Haydn doesn’t say “I love you.”
Most days, this is the least of my worries when it comes to raising a child with Autism and Tourette’s Syndrome. Meltdowns, diet, sensory input, learning to breathe through soaring frustration levels… those are my big daily battles. But the “I love you” thing is definitely there, on the list of hard parts.
Haydn doesn’t understand the need to tell people he loves them. He figures we already know that. I say, “I love you, Haydn,” and he might say, “me too,” or “okay,” or nothing at all. He doesn’t roll his eyes or act like I’m stupid for saying I love him, but he doesn’t see the point in saying it back either. He doesn’t understand why I keep telling him this thing that he already knows.
I was thinking, earlier this week, about my sons and their differences. Driving away from a parent-teacher conference at David’s school, David said, “You know I love you right?” This is something I say to the kids, and here he was saying it back to me. It was really sweet. David has no issue with emotion-expressing or verbal communication. He tells me he loves me all the time.
I tried to remember the last time Haydn said he loved me. Verbally, I honestly can’t remember. It was years ago, I think. I have a dim memory of telling Corey, “Haydn said he loved me.” Then, it hit me… Haydn said he loved me just two weeks ago. He didn’t use those words, but he told me just the same.

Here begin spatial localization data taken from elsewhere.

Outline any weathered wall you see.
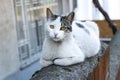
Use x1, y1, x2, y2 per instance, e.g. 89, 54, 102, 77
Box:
0, 0, 20, 79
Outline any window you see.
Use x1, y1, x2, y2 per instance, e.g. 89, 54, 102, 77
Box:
15, 0, 75, 69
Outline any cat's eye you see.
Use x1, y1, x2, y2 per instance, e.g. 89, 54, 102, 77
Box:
60, 26, 66, 31
50, 25, 54, 29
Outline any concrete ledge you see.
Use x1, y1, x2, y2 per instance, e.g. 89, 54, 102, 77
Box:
30, 42, 108, 80
110, 29, 120, 80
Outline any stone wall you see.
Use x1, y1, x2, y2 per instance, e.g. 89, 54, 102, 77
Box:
0, 0, 20, 79
30, 42, 108, 80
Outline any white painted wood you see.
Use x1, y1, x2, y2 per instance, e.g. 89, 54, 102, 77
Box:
69, 0, 73, 12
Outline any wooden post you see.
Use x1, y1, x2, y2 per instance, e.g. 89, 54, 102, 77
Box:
89, 47, 110, 80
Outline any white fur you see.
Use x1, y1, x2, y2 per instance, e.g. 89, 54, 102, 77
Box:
72, 21, 100, 57
40, 17, 100, 68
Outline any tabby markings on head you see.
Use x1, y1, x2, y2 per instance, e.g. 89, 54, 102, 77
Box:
60, 16, 72, 32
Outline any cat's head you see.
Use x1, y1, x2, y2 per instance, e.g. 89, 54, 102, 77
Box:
45, 8, 74, 42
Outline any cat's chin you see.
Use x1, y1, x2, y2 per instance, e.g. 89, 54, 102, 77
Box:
52, 38, 62, 42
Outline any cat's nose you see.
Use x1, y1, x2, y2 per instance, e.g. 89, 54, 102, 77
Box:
54, 33, 58, 38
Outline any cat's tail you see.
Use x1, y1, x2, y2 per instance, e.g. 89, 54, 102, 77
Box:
85, 21, 99, 37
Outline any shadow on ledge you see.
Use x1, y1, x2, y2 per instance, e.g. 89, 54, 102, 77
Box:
30, 42, 108, 80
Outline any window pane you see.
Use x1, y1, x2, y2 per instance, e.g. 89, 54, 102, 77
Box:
18, 44, 29, 61
16, 4, 25, 41
27, 9, 44, 54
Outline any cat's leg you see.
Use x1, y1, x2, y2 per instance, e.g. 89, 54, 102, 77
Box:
40, 58, 53, 68
53, 56, 85, 66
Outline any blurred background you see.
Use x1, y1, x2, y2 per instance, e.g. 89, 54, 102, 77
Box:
0, 0, 120, 80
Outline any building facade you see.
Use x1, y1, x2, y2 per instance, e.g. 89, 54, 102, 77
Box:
0, 0, 75, 80
0, 0, 20, 80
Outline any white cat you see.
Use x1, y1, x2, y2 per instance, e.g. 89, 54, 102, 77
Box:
40, 8, 101, 68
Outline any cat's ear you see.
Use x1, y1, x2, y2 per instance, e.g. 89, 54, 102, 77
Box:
66, 12, 75, 22
46, 8, 54, 20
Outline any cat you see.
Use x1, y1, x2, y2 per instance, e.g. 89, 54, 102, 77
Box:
40, 8, 101, 68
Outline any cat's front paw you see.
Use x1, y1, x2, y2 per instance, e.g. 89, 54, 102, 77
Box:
40, 59, 53, 68
53, 58, 68, 66
53, 57, 85, 66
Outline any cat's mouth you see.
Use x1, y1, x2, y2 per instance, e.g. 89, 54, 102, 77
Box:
52, 37, 62, 42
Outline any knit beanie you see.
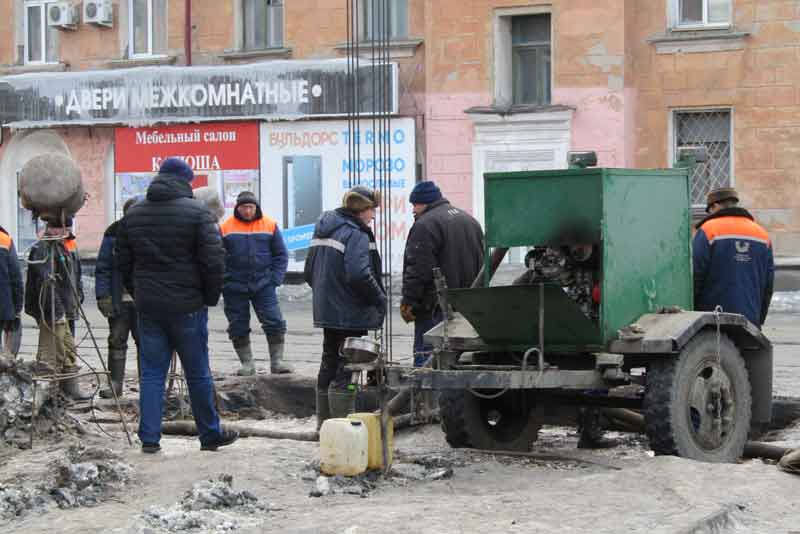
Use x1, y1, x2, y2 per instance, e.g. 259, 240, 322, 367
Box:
409, 181, 442, 205
159, 157, 194, 182
235, 191, 259, 209
342, 185, 381, 212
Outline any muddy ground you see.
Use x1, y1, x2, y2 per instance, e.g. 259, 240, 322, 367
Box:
0, 298, 799, 533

First, some background information: Haydn and I watch Doctor Who together. Rose is my favorite companion, and Haydn knows that. As a matter of fact, Martha bored me so badly, I couldn’t pay attention, so Haydn watched those by himself and promised to let me know when Martha was finished and a new companion came onboard the TARDIS. He was taking one for the team, so to speak.
I was upstairs folding laundry when I heard Haydn barreling up the stairs, shouting for me to “come quick.” I thought something was wrong, but he was smiling, holding the remote in his hand, motioning for me to hurry up. As I followed him down the stairs, he said, “It’s Rose!” And, sure enough, when we made it to the living room, there on the TV screen was Rose Tyler. He’d paused the show perfectly. She just did a walk-on role for that episode, but as soon as he saw her, he hit pause and ran to find me.
Most people would have looked at that screen and seen a young blonde girl, pretty in an unconventional way. I looked at Rose Tyler and very clearly heard my son saying, “I love you, Mom.”
He saved Rose for me. Because he loves me.
I love you too, Haydn. I love you too.